Blame the iconic Alberta cowboy.

He pulls his horse steady, readjusts his hat, reaches around to the well-worn circle in the back pocket of his Wrangler jeans, removes a plastic container and then… places a big, black plug of chew under his front lip.

The Prairies have a higher rate of smokeless tobacco use than in other parts of Canada, with the highest users being rural males, aboriginals and athletes.
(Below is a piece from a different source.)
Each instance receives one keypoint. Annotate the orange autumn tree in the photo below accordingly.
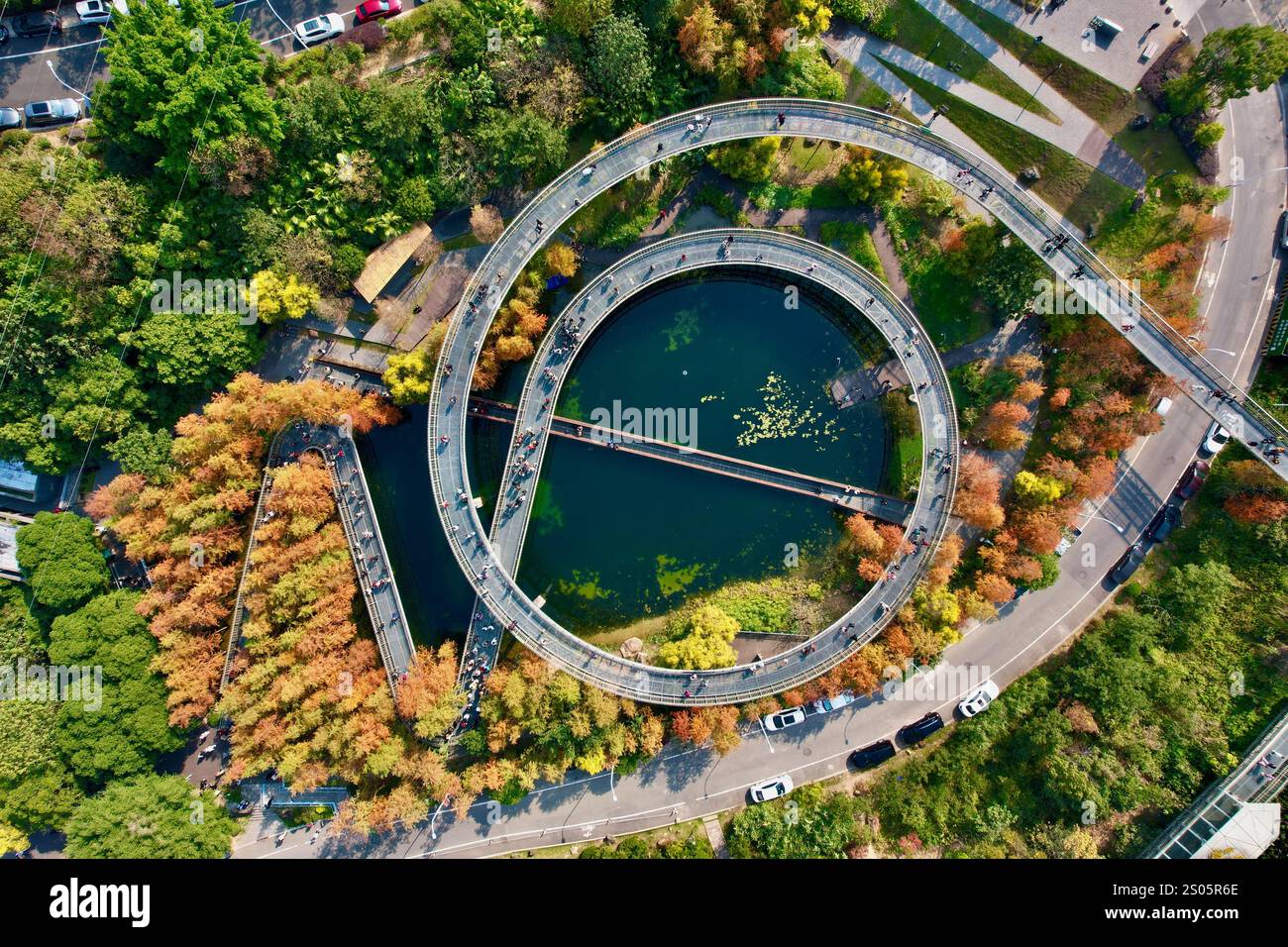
(309, 697)
(191, 528)
(1253, 492)
(979, 484)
Despite its sometimes romanticized rodeo image, smokeless tobacco, which includes both chew and snuff, is anything but romantic. It contains more than 3,000 chemicals, including 28 that are known to cause cancer. Most commonly, smokeless tobacco users get cancers in the mouth (lip, tongue, and cheek, floor and roof of the mouth) and the throat. Before the actual cancer appears, frequent users might develop leukoplakia – white, leathery sores where tobacco is held in the mouth. Leukoplakia appears on the cheeks, gums or tongue and these sores can turn into cancer.

Besides upping cancer risk, smokeless tobacco also causes discoloured and damaged teeth and bad breath. These are all good reasons to pass up the chew or, if you’re already dipping, to talk to your doctor about quitting.